Across The Atlantic:
Acculturation And Hybridization in Jazz And The African
Bezogen auf den transatlantischen Austausch zwischen Afrika, Amerika und Europa ist Akkulturation ein kulturhistorisches Problemfeld von erheblicher Relevanz. Ob im Zuge der Zurschaustellung »primitiver Kulturen« auf Weltausstellungen des 19. Jhs. oder in Zusammenhang mit den heutigen urbanen Hip-Hop-Elektroniksounds – die Begegnung mit afrikanischen Kulturen und deren Retentionen in der afro-amerikanischen Kultur sind allemal Anlaß zu ausgiebiger Diskussion. Jazz ist einer der Kernbereiche der afrikanischen Diaspora in den USA, und der afrikanische Anteil am Jazz ist dessen ganze Geschichte hindurch, von »Storyville« bis zum »Lincoln Center«, Anlaß für Kontroversen.
Der vorliegende Aufsatz gibt einen kritischen Überblick über einflußreiche Schriften zum Themenbereich Akkulturation und Jazz. Das Studium akkulturativer Vorgänge entsprang anthropologischen Interessen. In frühen Abhandlungen zur Akkulturation spielte Jazz allerdings keinerlei nennenswerte Rolle. Erst mit der aufkommenden Betrachtung von Musik wurde er als eines unter vielen afro-amerikanischen Genres diskutiert. Melville Herskovits, die bedeutendste Figur diesbezüglicher Forschungsbemühungen, definierte Akkulturation als einen kulturellen Wandlungsprozeß, der einer Bevölkerung widerfährt, die über lange Zeit den kulturellen Äußerungen einer anderen, von ihr verschiedenen, ausgesetzt ist. Demnach kommt es zu kulturellen Übernahmen, jedoch auch zu wechselseitigem Austausch sowie zu Synthesen.

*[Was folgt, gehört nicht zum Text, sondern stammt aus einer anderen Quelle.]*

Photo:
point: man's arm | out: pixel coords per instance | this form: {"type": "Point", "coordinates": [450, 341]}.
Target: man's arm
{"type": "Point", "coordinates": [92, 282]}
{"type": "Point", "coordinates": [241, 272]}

Christopher Waterman, ein Student von Herskovits an der Northwestern University, schrieb vom anthropologischen Standpunkt aus extensiv über Musik, und gemeinsam mit Herskovits war er der wesentliche Ausgangspunkt für die Debatte rund um die afrikanischen Ursprünge des Jazz, die mit Ernest Borneman und Rudi Blesh Mitte der 1940er Jahre begann und erst in den späten 1960ern verebbte. Diese Debatte übte einen nicht unerheblichen Einfluß auf die Betrachtungsweise des Jazz aus, da in den Jazzgeschichtsbüchern jener Zeit der Prähistorie des Jazz breiter Raum gewidmet wurde.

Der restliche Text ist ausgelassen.